Léonor réalisa alors que Lasthyr s'était rapprochée du dénommé Alistar et lui faisait face. Comme tous ses semblables, la créature verte avait un long cou et un visage fin, une peau à la couleur irradiante et mouvante, des yeux dorés sans pupille qui semblaient plonger dans l'éternité. Léonor sentit son souffle se dérober, saisie de frayeur et d'incompréhension. Voilà donc l'être qui avait tant cherché sa mort. Elle aurait voulu lui hurler ses questions et sa colère, mais contint ses émotions avec douleur, laissant Lasthyr poursuivre ses explications.

— Léonor, dit-elle tout haut, voici Alistar. D'apparence il est un Valacturien comme les autres, incarné il y a un millier d'années, évoluant parmi nous avec la même dévotion envers notre tâche que nous tous ; guider les Autres Mondes vers une évolution plus juste, plus saine, portée par le savoir et l'amour. Pourtant, il est différent. Et jusqu'alors, nous n'avions pas conscience que sa différence importait tant. Vois-tu, l'âme Alistar n'a pas fait le choix, éclairé et volontaire, de s'incarner à Valacturie. Son âme, avant de nous rejoindre, ne se trouvait pas dans l'état de grâce de celles qui ont rejoint le Grand Tout. Non. Son âme était dans un corps humain.

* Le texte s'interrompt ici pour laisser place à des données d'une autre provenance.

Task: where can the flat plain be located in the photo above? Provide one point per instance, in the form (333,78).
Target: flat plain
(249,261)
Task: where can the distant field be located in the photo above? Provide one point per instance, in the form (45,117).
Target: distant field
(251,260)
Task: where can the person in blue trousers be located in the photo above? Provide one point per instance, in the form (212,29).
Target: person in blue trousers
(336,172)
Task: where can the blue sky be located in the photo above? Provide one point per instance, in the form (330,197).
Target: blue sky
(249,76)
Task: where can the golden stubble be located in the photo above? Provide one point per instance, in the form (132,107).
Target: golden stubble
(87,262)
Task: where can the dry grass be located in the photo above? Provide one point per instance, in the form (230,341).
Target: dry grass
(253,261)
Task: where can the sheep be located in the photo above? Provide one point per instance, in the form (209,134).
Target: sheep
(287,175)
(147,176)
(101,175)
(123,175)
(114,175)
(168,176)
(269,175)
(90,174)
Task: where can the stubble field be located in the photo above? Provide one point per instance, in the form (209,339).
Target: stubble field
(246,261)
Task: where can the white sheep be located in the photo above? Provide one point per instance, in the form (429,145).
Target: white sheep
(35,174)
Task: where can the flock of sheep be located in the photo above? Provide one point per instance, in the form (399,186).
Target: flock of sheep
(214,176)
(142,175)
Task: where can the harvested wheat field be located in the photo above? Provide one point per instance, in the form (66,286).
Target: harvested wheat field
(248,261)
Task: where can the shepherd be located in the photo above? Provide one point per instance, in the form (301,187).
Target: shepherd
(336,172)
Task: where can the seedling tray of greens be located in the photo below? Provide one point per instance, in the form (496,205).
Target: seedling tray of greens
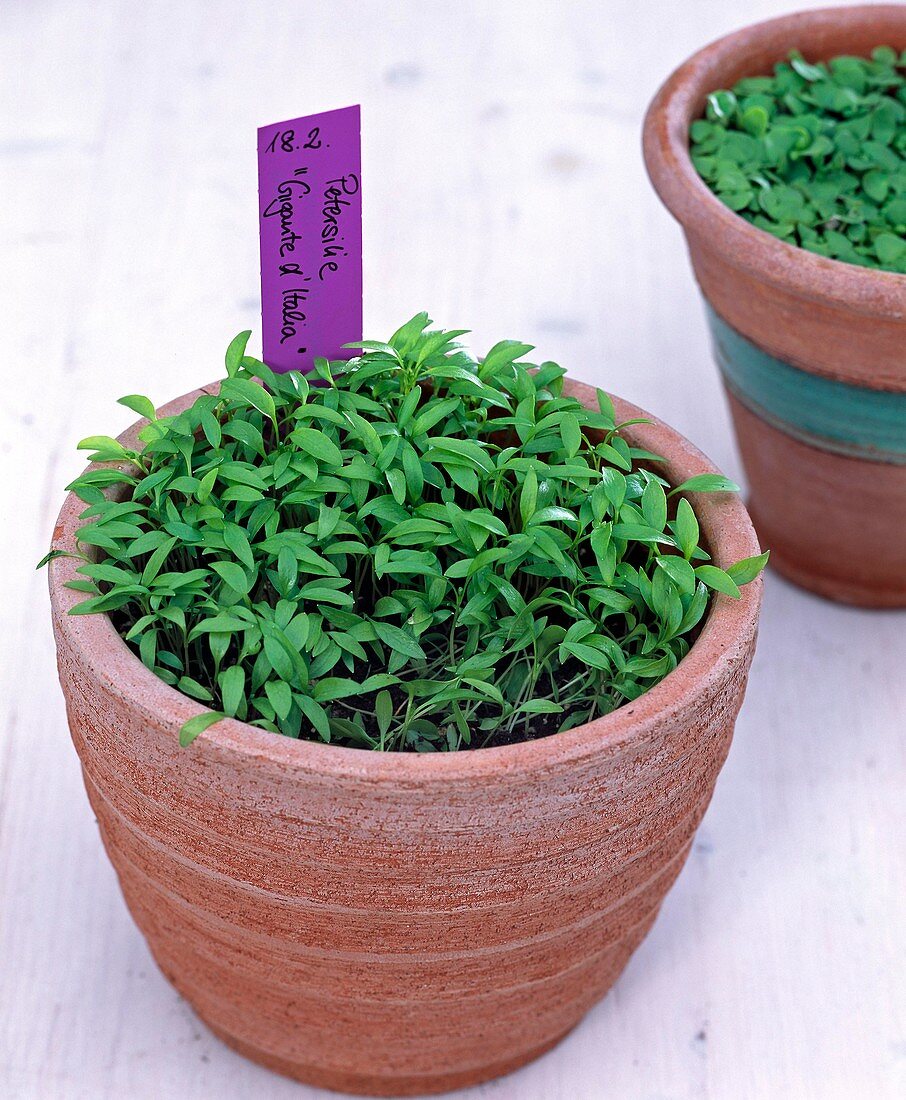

Léonor ne bougeait pas d'un pouce, absorbée par les paroles de Lasthyr et par le regard pénétrant qu'Alistar dardait sur elle. Il restait désespérément impassible, ne parlait pas, n'affichait aucune expression. Tout comme elle, il écoutait, il attendait. Un silence pesant s'était abattu sur la salle, jusqu'à ce que Lasthyr poursuive :

— Léonor, je te présente Alistar, fils unique de votre défunt Roi Rodrich l'Aigle, héritier légitime de votre Royaume.